Sabtu, 14 Desember 2013

Fed wants to exit QE but keep long-term rates low Dilemma may keep central bank from tapering at upcoming meeting

WASHINGTON (MarketWatch) — The Federal Reserve, already exhausted after a year of missteps in the spotlight, has one last trick to pull off before it exits the stage — getting out of the controversial bond-buying business without causing long-term interest rates to soar.

“The Fed wants to gracefully exit [quantitative easing] while holding down bond yields for another year,” said Avery Shenfeld, chief economist of CIBC World Market.
The Fed hasn’t settled on how to do this — several ideas seem to be under active consideration — and this could delay any taper of its $85 billion-a-month bond purchase program until next year, Shenfeld said.

Mark Gertler, a New York University economist who worked closely with Fed Chairman Ben Bernanke, agreed with Shenfeld.

He said U.S. central bankers already think long-term interest rates are higher than they should be at this stage of the recovery.

“They are trying to pick the right stage of the recovery” to taper, and where interest rates are is a big factor, Gertler said.

The labor market remains weak and inflation is well-below target, Gertler said.
The yield on 10-year Treasury notes spiked this summer when markets believed Bernanke was signalling an imminent tapering.

Although yields have come down since the initial alarm over tapering but have not returned to prior low levels.

Lou Crandall, chief economist at Wrightson ICAP, said the Fed is struggling to communicate because the bond-buying program is an experiment.

“They can’t provide more clarity,” he said.

The central bank has been surprised at what has attracted the spotlight and moved markets throughout the three rounds of asset purchase programs, he noted.

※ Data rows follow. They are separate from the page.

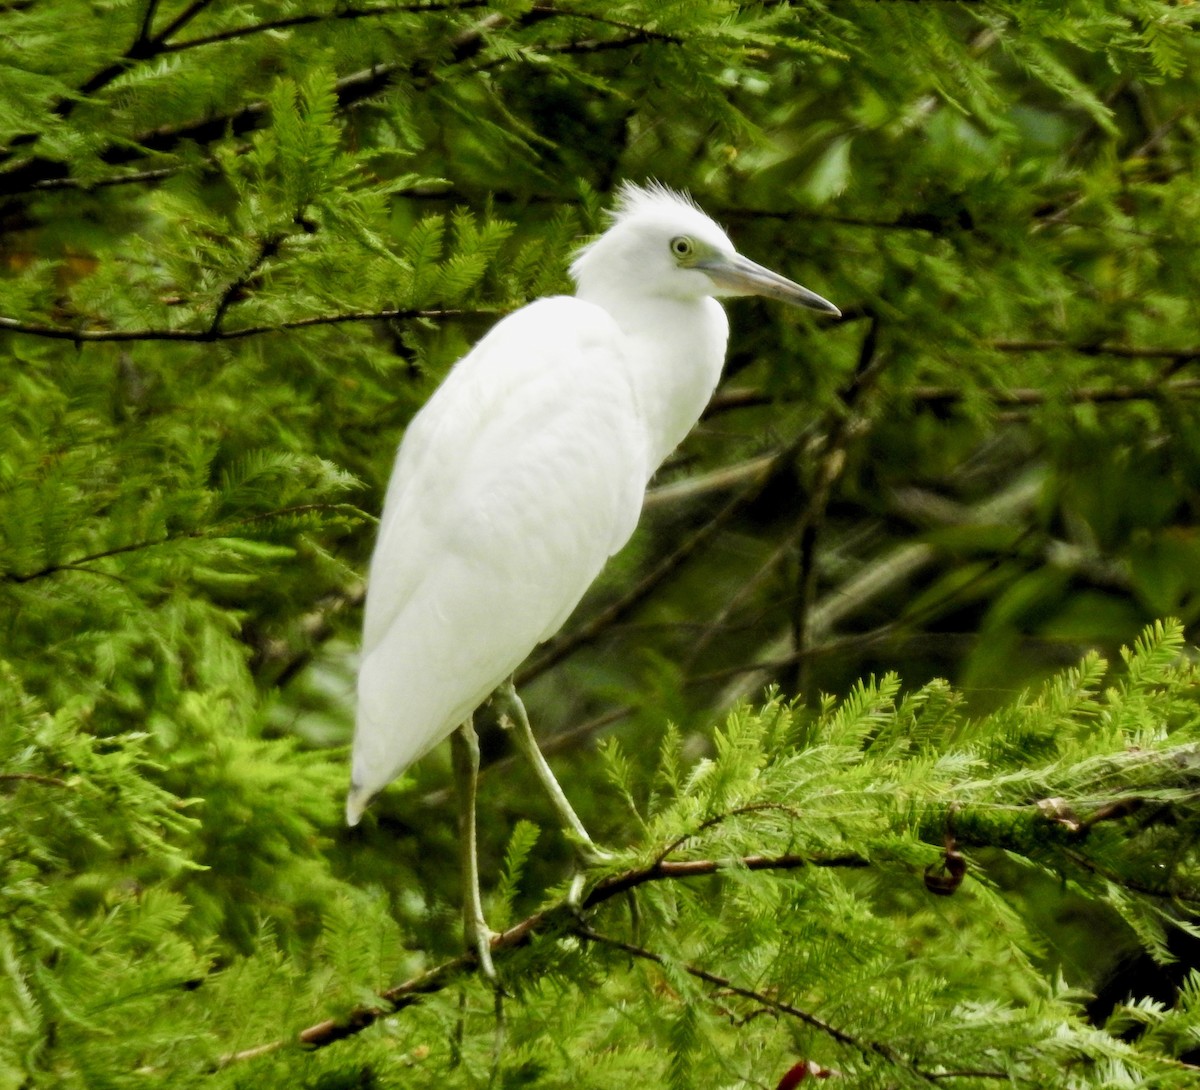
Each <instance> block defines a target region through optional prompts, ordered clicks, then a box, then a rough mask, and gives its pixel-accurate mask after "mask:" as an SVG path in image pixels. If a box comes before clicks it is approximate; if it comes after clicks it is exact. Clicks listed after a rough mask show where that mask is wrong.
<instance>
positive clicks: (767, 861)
mask: <svg viewBox="0 0 1200 1090" xmlns="http://www.w3.org/2000/svg"><path fill="white" fill-rule="evenodd" d="M869 866H871V864H870V861H869V860H866V858H864V857H862V856H858V855H853V854H846V855H841V856H804V855H796V854H785V855H779V856H758V855H751V856H744V857H742V858H739V860H678V861H671V860H667V861H658V862H655V863H652V864H649V866H646V867H635V868H632V869H630V870H625V872H622V873H620V874H614V875H611V876H608V878H605V879H601V880H600V881H599V882H598V884H596V885H595V886H594V887H593V888H592V891H590V892H589V893H588V896H587V897H586V898H584V900H583V905H582V908H583V909H584V910H588V909H594V908H598V906H599V905H601V904H604V903H605V902H607V900H611V899H612V898H614V897H618V896H620V894H623V893H626V892H628V891H630V890H634V888H636V887H637V886H642V885H646V884H647V882H655V881H678V880H683V879H690V878H703V876H708V875H713V874H718V873H720V872H722V870H730V869H732V868H745V869H748V870H798V869H804V868H808V867H850V868H856V869H857V868H864V867H869ZM577 918H578V910H577V909H575V908H572V906H571V905H570V904H569V903H568V902H565V900H563V902H559V903H556V904H553V905H550V906H547V908H545V909H541V910H539V911H536V912H534V914H533V915H532V916H527V917H526V918H524V920H522V921H521V922H520V923H516V924H514V926H512V927H510V928H509V929H508V930H505V932H502V933H500V934H498V935H494V936H493V938H492V942H491V948H492V953H493V954H497V953H500V952H502V951H505V950H515V948H517V947H521V946H524V945H526V944H528V942H529V940H530V939H532V938H534V935H541V934H553V933H565V932H568V930H570V929H571V928H570V924H571V922H572V921H575V920H577ZM476 968H478V958H476V954H475V953H474V951H469V952H466V953H462V954H460V956H458V957H456V958H450V959H449V960H446V962H442V963H439V964H438V965H434V966H433V968H431V969H427V970H425V972H421V974H418V975H416V976H414V977H410V978H409V980H407V981H404V982H403V983H400V984H396V986H395V987H392V988H389V989H386V990H385V992H382V993H380V994H379V999H380V1000H382V1004H380V1005H378V1006H361V1007H355V1008H354V1010H353V1011H352V1012H350V1013H349V1014H348V1016H346V1018H343V1019H341V1020H337V1019H332V1018H329V1019H325V1020H324V1022H318V1023H316V1024H314V1025H311V1026H308V1028H307V1029H305V1030H301V1031H300V1032H299V1034H298V1035H296V1037H295V1038H289V1040H278V1041H271V1042H269V1043H266V1044H259V1046H257V1047H254V1048H248V1049H242V1050H241V1052H236V1053H232V1054H229V1055H226V1056H223V1058H222V1059H221V1061H220V1062H221V1066H227V1065H229V1064H235V1062H240V1061H242V1060H251V1059H254V1058H257V1056H262V1055H266V1054H268V1053H271V1052H276V1050H277V1049H281V1048H284V1047H287V1046H288V1044H292V1043H299V1044H302V1046H306V1047H308V1048H323V1047H325V1046H328V1044H332V1043H334V1042H336V1041H341V1040H343V1038H346V1037H352V1036H354V1035H355V1034H360V1032H361V1031H362V1030H365V1029H367V1028H368V1026H371V1025H373V1024H374V1023H376V1022H378V1020H379V1019H380V1018H385V1017H386V1016H389V1014H392V1013H395V1012H396V1011H400V1010H403V1008H404V1007H408V1006H412V1005H413V1004H415V1002H419V1001H420V1000H421V998H422V996H425V995H431V994H433V993H437V992H442V990H444V989H445V988H448V987H449V986H450V984H451V983H454V981H456V980H458V978H460V977H462V976H466V975H467V974H470V972H474V971H475V970H476Z"/></svg>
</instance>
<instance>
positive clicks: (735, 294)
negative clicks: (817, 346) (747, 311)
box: [696, 253, 841, 318]
mask: <svg viewBox="0 0 1200 1090" xmlns="http://www.w3.org/2000/svg"><path fill="white" fill-rule="evenodd" d="M696 268H697V269H702V270H703V271H704V272H707V274H708V276H709V279H710V280H712V281H713V283H715V285H716V286H718V288H720V291H721V294H725V295H766V297H767V298H768V299H778V300H779V301H780V303H791V304H792V305H793V306H803V307H806V309H808V310H812V311H821V313H823V315H833V316H834V317H839V318H840V317H841V311H840V310H838V307H835V306H834V305H833V304H832V303H830V301H829V300H828V299H822V298H821V297H820V295H818V294H817V293H816V292H810V291H809V289H808V288H804V287H800V286H799V285H798V283H796V282H793V281H791V280H788V279H787V277H786V276H780V275H779V274H778V272H772V271H770V269H766V268H763V266H762V265H760V264H757V263H756V262H752V260H750V258H748V257H743V256H742V254H740V253H730V254H725V253H722V254H720V256H718V257H714V258H710V259H708V260H702V262H697V263H696Z"/></svg>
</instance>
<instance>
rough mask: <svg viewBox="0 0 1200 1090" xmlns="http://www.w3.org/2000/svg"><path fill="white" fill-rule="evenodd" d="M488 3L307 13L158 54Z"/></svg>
mask: <svg viewBox="0 0 1200 1090" xmlns="http://www.w3.org/2000/svg"><path fill="white" fill-rule="evenodd" d="M487 2H488V0H461V2H456V4H386V5H382V6H379V7H344V8H335V10H334V11H323V12H306V13H304V14H299V16H287V17H284V18H278V19H268V20H265V22H263V23H251V24H247V25H242V26H230V28H229V29H228V30H217V31H214V32H212V34H206V35H202V36H199V37H194V38H185V40H184V41H181V42H169V43H167V44H164V46H163V47H162V49H160V50H158V52H160V53H182V52H184V50H185V49H198V48H200V47H202V46H215V44H220V43H221V42H232V41H235V40H238V38H245V37H251V36H253V35H256V34H268V32H269V31H272V30H292V29H293V28H295V26H310V25H312V24H313V23H329V22H337V20H340V19H346V20H352V19H371V18H385V17H386V16H402V14H421V13H422V12H445V11H469V10H472V8H479V7H486V6H487Z"/></svg>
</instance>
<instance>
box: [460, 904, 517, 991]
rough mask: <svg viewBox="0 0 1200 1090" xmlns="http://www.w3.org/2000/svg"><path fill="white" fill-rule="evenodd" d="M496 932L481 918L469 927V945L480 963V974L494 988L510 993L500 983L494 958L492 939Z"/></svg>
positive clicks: (494, 937) (476, 962)
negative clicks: (487, 926)
mask: <svg viewBox="0 0 1200 1090" xmlns="http://www.w3.org/2000/svg"><path fill="white" fill-rule="evenodd" d="M494 938H496V932H493V930H492V929H491V928H488V927H487V924H486V923H484V922H482V921H481V920H480V921H475V922H474V923H473V924H469V926H468V928H467V947H468V948H469V950H470V951H472V952H473V953H474V954H475V962H476V963H478V964H479V974H480V976H482V977H484V980H485V981H487V983H488V984H491V986H492V990H494V992H498V993H500V994H502V995H508V992H506V990H505V989H504V986H503V984H502V983H500V977H499V974H497V971H496V963H494V962H493V960H492V939H494Z"/></svg>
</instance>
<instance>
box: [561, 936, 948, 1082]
mask: <svg viewBox="0 0 1200 1090" xmlns="http://www.w3.org/2000/svg"><path fill="white" fill-rule="evenodd" d="M572 934H575V935H577V936H578V938H581V939H584V940H587V941H588V942H594V944H598V945H601V946H608V947H611V948H613V950H619V951H620V952H622V953H626V954H629V956H630V957H635V958H641V959H642V960H646V962H653V963H654V964H655V965H667V964H668V962H667V959H666V958H665V957H662V954H659V953H655V952H654V951H653V950H646V948H644V947H642V946H635V945H634V944H632V942H625V941H624V940H622V939H613V938H610V936H608V935H601V934H600V933H599V932H594V930H592V928H589V927H586V926H584V924H580V926H577V927H576V928H575V929H574V930H572ZM677 968H679V969H682V970H683V971H684V972H686V974H688V975H689V976H694V977H696V980H698V981H703V982H704V983H706V984H713V986H714V987H716V988H720V989H722V990H724V992H727V993H732V994H733V995H740V996H742V998H743V999H749V1000H752V1001H754V1002H758V1004H762V1005H763V1006H766V1007H769V1008H770V1010H773V1011H778V1012H779V1013H780V1014H787V1016H788V1017H791V1018H796V1019H797V1020H798V1022H803V1023H804V1024H805V1025H808V1026H811V1028H812V1029H815V1030H820V1031H821V1032H822V1034H826V1035H827V1036H829V1037H833V1040H834V1041H836V1042H838V1043H839V1044H847V1046H850V1047H851V1048H857V1049H858V1050H859V1052H860V1053H863V1055H865V1056H871V1055H875V1056H882V1058H883V1059H886V1060H887V1061H888V1062H889V1064H894V1065H896V1066H898V1067H904V1068H905V1070H906V1071H910V1072H912V1073H913V1074H916V1076H918V1077H919V1078H923V1079H925V1080H926V1082H932V1079H931V1078H930V1076H929V1073H926V1072H924V1071H922V1070H920V1068H919V1067H917V1066H916V1065H914V1064H912V1062H911V1061H908V1060H905V1059H904V1058H902V1056H900V1054H899V1053H896V1050H895V1049H893V1048H892V1047H890V1046H887V1044H883V1043H882V1042H880V1041H862V1040H859V1038H858V1037H854V1036H853V1035H851V1034H847V1032H846V1031H845V1030H840V1029H838V1028H836V1026H834V1025H830V1024H829V1023H828V1022H826V1020H824V1019H823V1018H817V1016H816V1014H810V1013H809V1012H808V1011H804V1010H802V1008H800V1007H797V1006H794V1005H793V1004H790V1002H784V1001H781V1000H778V999H772V998H770V996H769V995H766V994H764V993H762V992H756V990H755V989H752V988H743V987H742V986H740V984H734V983H733V981H731V980H728V978H727V977H724V976H719V975H718V974H715V972H710V971H709V970H707V969H702V968H701V966H698V965H691V964H689V963H686V962H682V963H678V965H677Z"/></svg>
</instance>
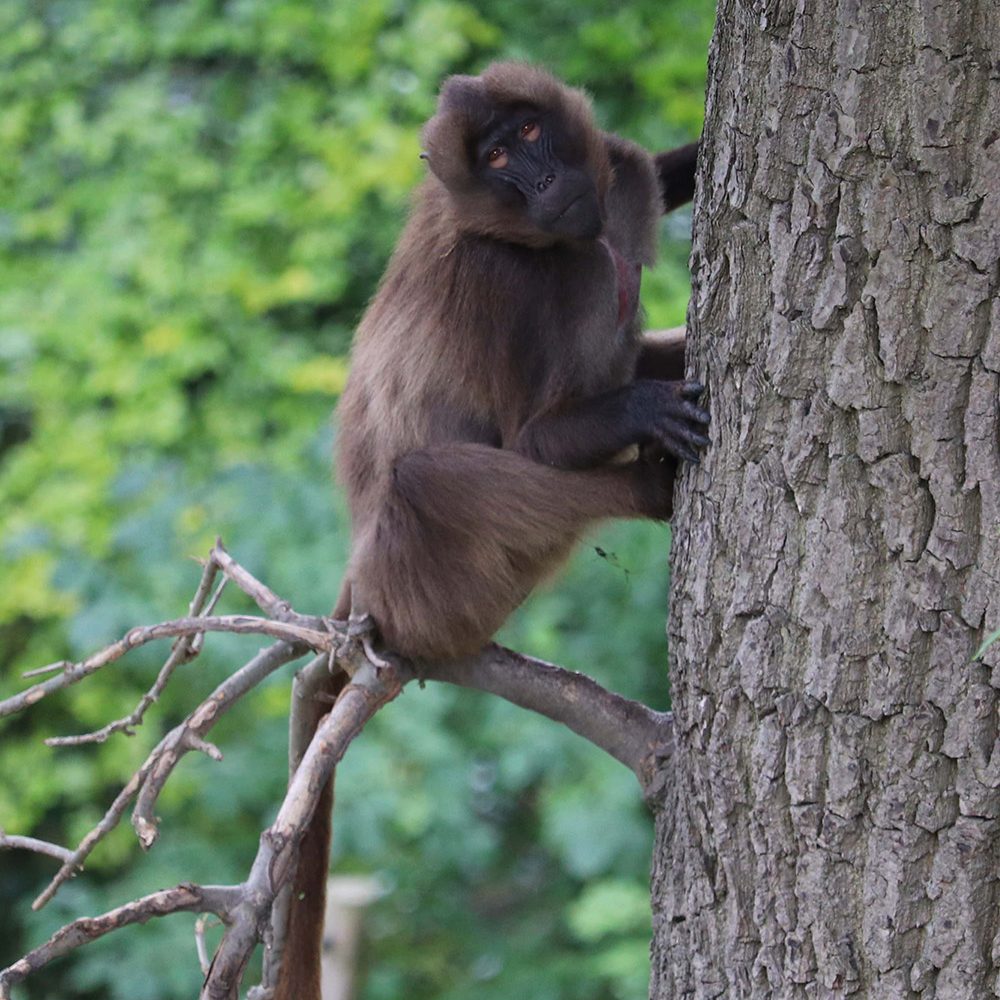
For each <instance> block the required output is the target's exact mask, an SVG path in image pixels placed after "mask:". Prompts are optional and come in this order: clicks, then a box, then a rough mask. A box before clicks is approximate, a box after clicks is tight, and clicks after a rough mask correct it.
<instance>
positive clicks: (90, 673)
mask: <svg viewBox="0 0 1000 1000" xmlns="http://www.w3.org/2000/svg"><path fill="white" fill-rule="evenodd" d="M316 621H317V622H319V621H321V619H316ZM198 632H236V633H240V634H244V635H269V636H272V637H273V638H275V639H285V640H286V641H288V642H297V643H305V644H306V645H307V646H310V647H312V648H313V649H316V650H320V649H323V650H329V649H331V648H332V647H333V645H334V643H335V642H336V641H337V638H336V636H335V635H332V634H331V633H329V632H327V631H324V630H323V629H322V628H321V627H320V628H308V627H305V626H302V625H298V624H295V623H292V622H278V621H271V620H270V619H268V618H258V617H255V616H253V615H221V616H218V617H211V618H176V619H174V620H173V621H168V622H160V623H159V624H157V625H145V626H139V627H137V628H133V629H131V630H130V631H128V632H127V633H126V634H125V635H124V636H123V637H122V638H121V639H119V640H118V641H117V642H113V643H112V644H111V645H110V646H106V647H105V648H104V649H102V650H101V651H100V652H98V653H94V655H93V656H88V657H87V659H86V660H83V661H81V662H80V663H73V664H70V665H69V666H66V667H64V668H63V672H62V673H61V674H59V675H58V676H57V677H51V678H49V679H48V680H47V681H42V682H41V683H40V684H35V685H33V686H32V687H30V688H27V689H26V690H24V691H21V692H20V693H19V694H16V695H13V696H12V697H10V698H7V699H6V700H5V701H0V718H2V717H3V716H5V715H13V714H14V713H15V712H20V711H22V710H23V709H25V708H27V707H29V706H30V705H34V704H35V703H36V702H39V701H41V700H42V698H44V697H45V696H46V695H49V694H51V693H52V692H53V691H59V690H61V689H62V688H65V687H69V685H70V684H76V683H77V682H78V681H82V680H83V679H84V678H85V677H89V676H90V675H91V674H93V673H96V672H97V671H98V670H100V669H101V667H103V666H106V665H107V664H109V663H113V662H114V661H115V660H119V659H121V657H123V656H124V655H125V654H126V653H127V652H129V651H130V650H132V649H136V648H137V647H139V646H144V645H146V643H149V642H153V641H155V640H156V639H168V638H170V637H171V636H178V635H195V634H197V633H198Z"/></svg>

Fed officials have spent the last few months explaining the misstep. Signs of fatigue are beginning to show.

“If the members of the [Fed’s policy making committee] could manage to get themselves to once again be thought of as humble, competent people on the level of dentists, that would be splendid” said Richard Fisher, the president of the Dallas Fed, in a recent speech, paraphrasing John Maynard Keynes.